Crédit photo : Emmanuel Robert-Espalieu

Après une crise sanitaire de plus d'un an, quelle est la situation de l'agriculture française aujourd'hui ?

Après cette année de chamboulement, on peut dire que l'agriculture et la filière agro-alimentaire ont répondu positivement, sans rupture d'approvisionnement dans les magasins, avec la mise en avant des circuits courts, permettant une autre façon de s'alimenter.

Les agriculteurs ont continué à s'occuper de leurs cultures et de leurs animaux sans discontinuité. Il n'y a pas de télétravail en agriculture !

Le consommateur a aussi pris conscience de l'importance dans son alimentation de la qualité des produits et de leur origine, avec une prime à l'origine France, à la proximité, bref à la redécouverte de l'agriculteur local, facteur de confiance, en ces périodes de doute.

Attention toutefois, à ne pas créer deux marchés : un pour les classes supérieures et un autre pour le reste de la population. Gardons à l'esprit que, suite à cette pandémie, selon les chiffres de la FAO, 20 millions de personnes ont basculé dans l'insécurité alimentaire aigue en 2020, soit au total, 155 millions d'individus dans le monde.

La profession agricole a été très durement touchée en avril par des conditions climatiques catastrophiques pour de nombreuses cultures. Quelle est votre analyse de la situation sur le terrain ?

S'il y a bien une profession qui ressent au plus proche le changement climatique, ce sont les agriculteurs ! Le gel d'avril est venu cruellement nous le rappeler. Que l'on ait des mois d'avril frais, c'est normal. Comme le dit le dicton : « en avril, ne te découvre pas d'un fil ». A la sortie de l'hiver, le risque de gel a toujours été présent. Mais nous avons des hivers de plus en plus doux, voire très doux, avec une reprise végétale qui apparait dès mars. C'est cette douceur de fin d'hiver qui est source de difficulté. Les plantes repartent plus tôt et c'est le coup de bambou en avril. C'est dramatique pour ceux qui sont touchés et ces catastrophes climatiques vont se reproduire.

Ce dernier épisode de gel a renforcé la conviction de tous de l'urgence de revoir le système de protection contre les aléas. Une solution doit être trouvée pour sécuriser la ferme France et faciliter les investissements en faveur de cette transition agricole souhaitée et cette autonomie alimentaire revendiquée.

Comment se dessine le monde de l'après crise en agriculture ? Quelles sont les grandes tendances structurantes à l'œuvre sur ce marché ?

Je vois deux défis à relever pour l'avenir de notre agriculture : celui du renouvellement des générations et de la transition écologique.

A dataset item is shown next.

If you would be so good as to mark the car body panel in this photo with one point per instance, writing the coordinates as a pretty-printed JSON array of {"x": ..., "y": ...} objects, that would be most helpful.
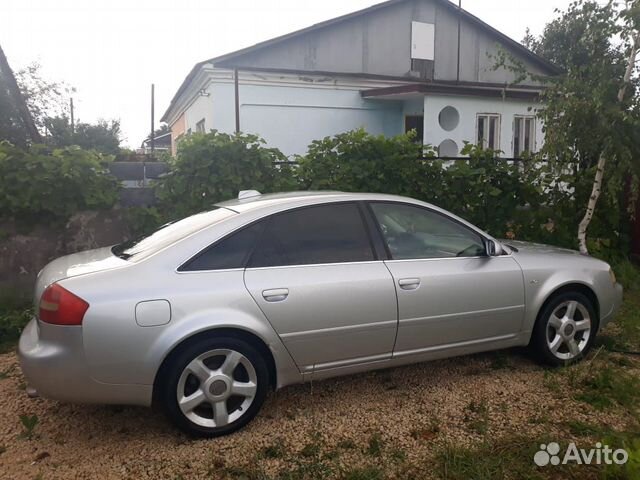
[
  {"x": 333, "y": 313},
  {"x": 457, "y": 300}
]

L'agriculture doit se mettre en mouvement face aux enjeux écologiques. Nous, agriculteurs, sommes les premiers maillons de la chaine alimentaire. Nous avons la charge de soigner ces quatre biens communs que sont l'eau, l'air, le sol, et la biodiversité. Prendre soin de ces ressources aidera à s'adapter au dérèglement climatique. Le modèle agricole de demain devra nourrir et réparer le système terre.

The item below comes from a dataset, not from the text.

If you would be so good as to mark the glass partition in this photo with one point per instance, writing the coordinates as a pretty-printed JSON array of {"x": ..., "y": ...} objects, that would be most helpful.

L'enjeu principal est de faire progresser les pratiques. L'innovation est en route, j'en suis convaincu, mais ne décourageons pas celles et ceux qui se battent tous les jours pour faire vivre leur exploitation et leur famille. La transition écologique doit être guidée par une approche objective et rationnelle, non conditionnée par des approches idéologiques.

Autre souci majeur, le renouvellement des générations. L'attractivité et la rémunération des métiers agricoles sont au cœur de cet autre défi. C'est l'une des missions importantes de notre mouvement mutualiste que d'accompagner ces jeunes qui font la vie de nos territoires.

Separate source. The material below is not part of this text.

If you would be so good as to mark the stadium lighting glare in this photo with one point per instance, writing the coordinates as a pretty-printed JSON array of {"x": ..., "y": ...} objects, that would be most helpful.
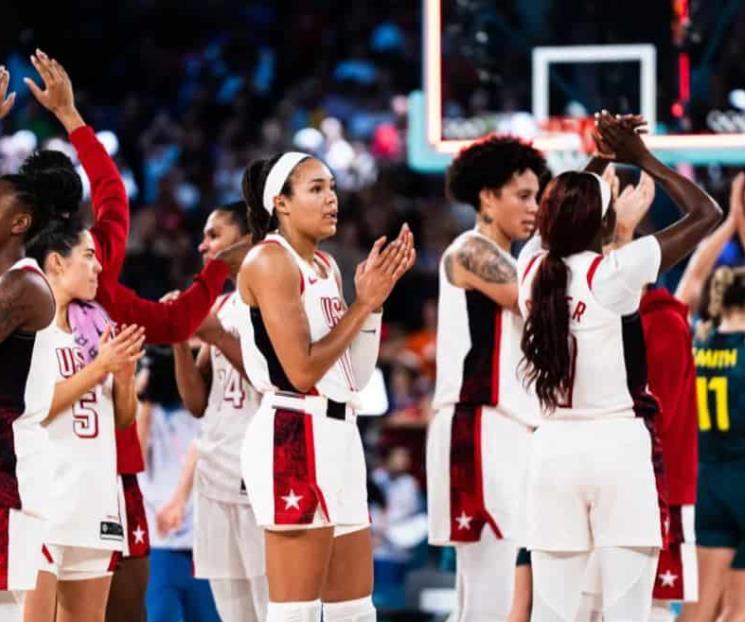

Après 8 ans années à la présidence du CMAR, vous passez aujourd'hui la main à Christian Guilbard. Quels messages souhaiteriez-vous donner à ce nouveau Président et à tous les administrateurs du CMAR pour les prochaines années ?

D'abord garder le cap pour aider notre banque mutualiste à accompagner les femmes et les hommes qui font l'agriculture. Il faut préserver cette agriculture française qui nourrit, mais qui est aussi innovante, régénérative et réparatrice.

Je conseillerais également de préserver la force de ce collectif qu'est notre fédération du CMAR, qui, année après année, quelles que soient les difficultés, continue de travailler avec sérieux pour aider à construire l'agriculture de demain.